Halk arasında öyle özlü sözler vardır ki, sanki "laf olsun, torba dolsun" gibi söylenmiş sayılırlar. Oysa her söz, süzüle süzüle gelir, bilgi ile deneyim ile yaşanmışlıklar ile vs.

 

Tersten başlayayım. "Harmanda dirgen yiyen sıpa, bi daha gelir mi, sapa!.." Sözcükler Türkçedir de, bazılarının dağarcığında olmayabilir, lütfen TDK'nın sözlüğüne baksınlar.  Zaten, "uzun, uzun" diye bir sürü "zılgıt yiyorum" bir de onlara girmeyeyim.

 

Bir başka söz ise, "Elini taşın taşın altına koymak"!

"Üç koyunu gütmek"

Daha da ilginci ise, "ACEMİ NALBANT, GAVUR EŞEĞİNDE ÖĞRENİR!.."

"Ekmek elden, su gölden!.."

“Acemi katır kapı önünde yük indirir”

"Başını acemi berbere teslim eden, cebinden pamuğu eksik etmez"

Bunlar sürer gider.

 

Peki buraya nerden geldim.

Son günlerde SİYASETTE bir hareketlenme görülüyor. Bu demektir ki, seçimin ayak sesleri duyuluyor.

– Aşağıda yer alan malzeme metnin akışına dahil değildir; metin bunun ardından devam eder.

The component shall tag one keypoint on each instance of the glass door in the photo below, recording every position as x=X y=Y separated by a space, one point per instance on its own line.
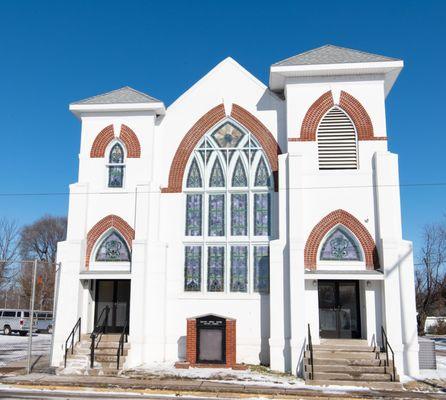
x=339 y=309
x=114 y=294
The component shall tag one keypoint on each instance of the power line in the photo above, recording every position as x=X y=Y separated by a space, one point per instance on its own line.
x=26 y=194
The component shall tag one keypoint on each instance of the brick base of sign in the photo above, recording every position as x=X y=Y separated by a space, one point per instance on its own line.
x=191 y=346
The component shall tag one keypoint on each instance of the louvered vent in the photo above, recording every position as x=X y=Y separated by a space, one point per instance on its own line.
x=336 y=141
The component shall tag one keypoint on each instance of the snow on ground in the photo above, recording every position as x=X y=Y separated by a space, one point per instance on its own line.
x=224 y=375
x=15 y=347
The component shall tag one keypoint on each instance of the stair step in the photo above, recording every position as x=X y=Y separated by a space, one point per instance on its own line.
x=348 y=369
x=343 y=355
x=371 y=385
x=352 y=376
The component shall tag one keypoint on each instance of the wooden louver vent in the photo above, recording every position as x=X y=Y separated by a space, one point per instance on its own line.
x=336 y=141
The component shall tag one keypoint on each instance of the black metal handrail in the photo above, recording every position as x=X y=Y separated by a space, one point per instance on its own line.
x=120 y=351
x=386 y=346
x=310 y=348
x=77 y=325
x=97 y=333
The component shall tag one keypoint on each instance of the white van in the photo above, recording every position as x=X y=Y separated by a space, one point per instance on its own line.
x=15 y=321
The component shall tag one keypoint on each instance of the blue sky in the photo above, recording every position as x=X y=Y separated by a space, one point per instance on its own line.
x=53 y=53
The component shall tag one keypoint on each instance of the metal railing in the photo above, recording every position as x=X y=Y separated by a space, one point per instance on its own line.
x=97 y=333
x=310 y=348
x=385 y=347
x=120 y=352
x=71 y=336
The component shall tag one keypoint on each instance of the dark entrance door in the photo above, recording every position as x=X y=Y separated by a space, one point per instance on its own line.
x=339 y=309
x=211 y=340
x=116 y=295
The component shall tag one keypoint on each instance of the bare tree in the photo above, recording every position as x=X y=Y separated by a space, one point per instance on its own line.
x=430 y=275
x=9 y=242
x=38 y=241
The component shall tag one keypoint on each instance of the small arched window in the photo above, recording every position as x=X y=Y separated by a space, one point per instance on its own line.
x=113 y=248
x=337 y=141
x=116 y=166
x=340 y=245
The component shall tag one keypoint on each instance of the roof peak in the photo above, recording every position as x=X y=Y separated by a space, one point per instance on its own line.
x=331 y=54
x=123 y=95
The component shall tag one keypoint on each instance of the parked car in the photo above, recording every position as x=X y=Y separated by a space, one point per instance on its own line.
x=15 y=321
x=44 y=321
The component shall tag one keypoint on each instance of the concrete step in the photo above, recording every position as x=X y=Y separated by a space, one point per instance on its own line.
x=349 y=369
x=371 y=385
x=346 y=361
x=335 y=376
x=349 y=355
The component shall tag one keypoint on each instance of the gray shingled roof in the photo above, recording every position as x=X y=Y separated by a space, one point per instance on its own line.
x=119 y=96
x=330 y=54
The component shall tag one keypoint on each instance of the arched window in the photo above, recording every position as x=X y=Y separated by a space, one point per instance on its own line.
x=113 y=248
x=228 y=218
x=116 y=166
x=340 y=245
x=337 y=141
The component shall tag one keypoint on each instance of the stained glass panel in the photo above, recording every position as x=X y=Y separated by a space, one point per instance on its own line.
x=193 y=214
x=116 y=154
x=239 y=176
x=239 y=214
x=216 y=215
x=261 y=214
x=194 y=176
x=115 y=176
x=192 y=269
x=113 y=248
x=340 y=246
x=217 y=179
x=239 y=268
x=216 y=268
x=261 y=269
x=228 y=135
x=262 y=176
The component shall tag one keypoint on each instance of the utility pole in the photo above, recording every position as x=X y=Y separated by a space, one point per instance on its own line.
x=31 y=317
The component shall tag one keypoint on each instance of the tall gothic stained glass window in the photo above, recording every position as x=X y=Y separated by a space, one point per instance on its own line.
x=339 y=246
x=261 y=214
x=216 y=215
x=193 y=214
x=239 y=268
x=216 y=268
x=239 y=176
x=261 y=269
x=217 y=179
x=239 y=214
x=192 y=269
x=228 y=188
x=113 y=248
x=116 y=166
x=194 y=176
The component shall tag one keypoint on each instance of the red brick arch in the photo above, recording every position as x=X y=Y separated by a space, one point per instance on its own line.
x=110 y=221
x=130 y=141
x=203 y=125
x=340 y=217
x=349 y=104
x=102 y=140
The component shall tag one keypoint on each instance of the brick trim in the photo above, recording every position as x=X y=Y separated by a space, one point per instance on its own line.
x=263 y=136
x=340 y=217
x=314 y=114
x=131 y=142
x=110 y=221
x=203 y=125
x=101 y=142
x=358 y=114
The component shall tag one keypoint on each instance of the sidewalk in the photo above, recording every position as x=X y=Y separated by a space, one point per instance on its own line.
x=203 y=387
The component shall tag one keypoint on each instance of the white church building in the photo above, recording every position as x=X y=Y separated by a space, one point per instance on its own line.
x=223 y=228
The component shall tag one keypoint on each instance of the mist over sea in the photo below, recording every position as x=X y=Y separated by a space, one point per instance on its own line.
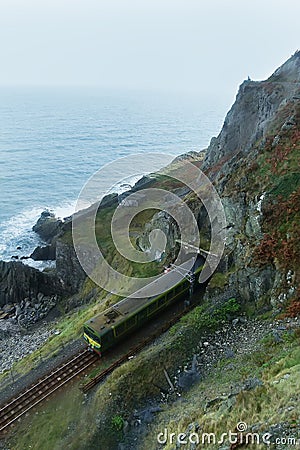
x=53 y=139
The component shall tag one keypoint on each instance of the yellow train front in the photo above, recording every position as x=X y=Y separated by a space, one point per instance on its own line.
x=106 y=329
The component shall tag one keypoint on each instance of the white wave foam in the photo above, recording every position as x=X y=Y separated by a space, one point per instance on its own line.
x=16 y=235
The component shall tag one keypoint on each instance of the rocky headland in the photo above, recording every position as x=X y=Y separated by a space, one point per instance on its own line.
x=248 y=322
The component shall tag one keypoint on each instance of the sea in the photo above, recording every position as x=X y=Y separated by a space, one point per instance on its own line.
x=52 y=140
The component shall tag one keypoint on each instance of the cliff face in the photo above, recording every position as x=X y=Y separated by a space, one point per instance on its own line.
x=254 y=163
x=250 y=118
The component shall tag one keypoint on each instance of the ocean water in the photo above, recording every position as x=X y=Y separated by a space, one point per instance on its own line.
x=53 y=139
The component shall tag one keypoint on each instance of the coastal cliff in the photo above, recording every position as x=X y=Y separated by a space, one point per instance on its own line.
x=236 y=356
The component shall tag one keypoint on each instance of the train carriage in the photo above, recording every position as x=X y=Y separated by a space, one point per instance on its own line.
x=109 y=327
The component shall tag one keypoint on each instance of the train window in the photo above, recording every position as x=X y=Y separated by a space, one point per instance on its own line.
x=152 y=307
x=161 y=301
x=131 y=322
x=92 y=334
x=120 y=328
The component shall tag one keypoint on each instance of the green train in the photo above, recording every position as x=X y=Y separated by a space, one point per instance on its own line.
x=112 y=325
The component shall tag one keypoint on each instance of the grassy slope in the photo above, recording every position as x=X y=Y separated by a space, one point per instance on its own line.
x=275 y=172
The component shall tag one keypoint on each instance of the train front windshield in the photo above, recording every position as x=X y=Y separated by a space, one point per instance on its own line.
x=91 y=337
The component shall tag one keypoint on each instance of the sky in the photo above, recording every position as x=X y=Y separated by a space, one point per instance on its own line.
x=165 y=45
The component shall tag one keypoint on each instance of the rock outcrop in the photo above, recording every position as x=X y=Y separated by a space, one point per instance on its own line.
x=18 y=282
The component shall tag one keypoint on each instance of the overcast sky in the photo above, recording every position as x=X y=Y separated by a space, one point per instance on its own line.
x=177 y=45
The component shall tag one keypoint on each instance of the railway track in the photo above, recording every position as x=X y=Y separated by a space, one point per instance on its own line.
x=46 y=386
x=43 y=388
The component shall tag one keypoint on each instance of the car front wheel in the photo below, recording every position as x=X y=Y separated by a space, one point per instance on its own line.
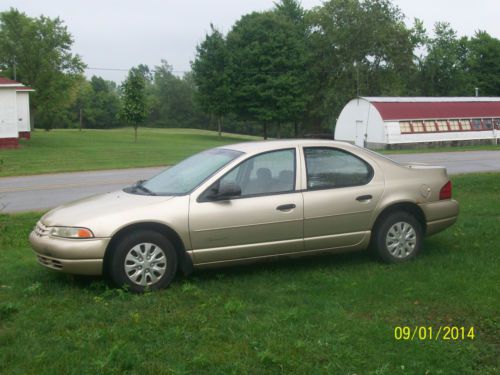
x=144 y=260
x=398 y=237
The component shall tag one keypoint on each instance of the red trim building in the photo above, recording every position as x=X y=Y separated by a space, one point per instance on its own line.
x=14 y=112
x=408 y=122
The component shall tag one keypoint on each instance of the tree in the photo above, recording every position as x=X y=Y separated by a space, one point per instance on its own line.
x=37 y=52
x=484 y=63
x=134 y=108
x=444 y=68
x=210 y=73
x=98 y=104
x=266 y=69
x=359 y=48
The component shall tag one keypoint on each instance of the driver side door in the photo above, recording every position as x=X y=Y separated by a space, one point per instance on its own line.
x=265 y=220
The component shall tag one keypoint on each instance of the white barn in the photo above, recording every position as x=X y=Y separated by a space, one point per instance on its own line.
x=14 y=112
x=408 y=122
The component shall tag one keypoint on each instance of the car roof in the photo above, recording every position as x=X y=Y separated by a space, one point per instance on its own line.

İktidar, iktidarın kişileri ve İktidar Partileri için bir şey demek istemiyorum. Onların parası var, akılları var, deneyimleri var ama sadece tercihleri en azından benden ya da bizler yana değil.

Tercihlerini ister "üçlü-beşli-on beşli ç..."deyin, ister tarikat ve cemaatlerden yana deyin.  Bu onlar için yanlış da değil. "Al gülüm, ver gülüm" bir yaşam sürüp gidiyor. Kendileri açısından bakılınca 20 yıldan fazla fena değiller hani.

 

Bilimsel olarak "entropi", halk ağzı ile "yolun sonu görünüyor" deyip geçelim ama bir konuda da haklarını yemeyelim.

Kimin aleyhine olduğunu yazmayayım ama kimin lehine ise o belli. Allah için onlar için taşın altına sokulmamış el yok.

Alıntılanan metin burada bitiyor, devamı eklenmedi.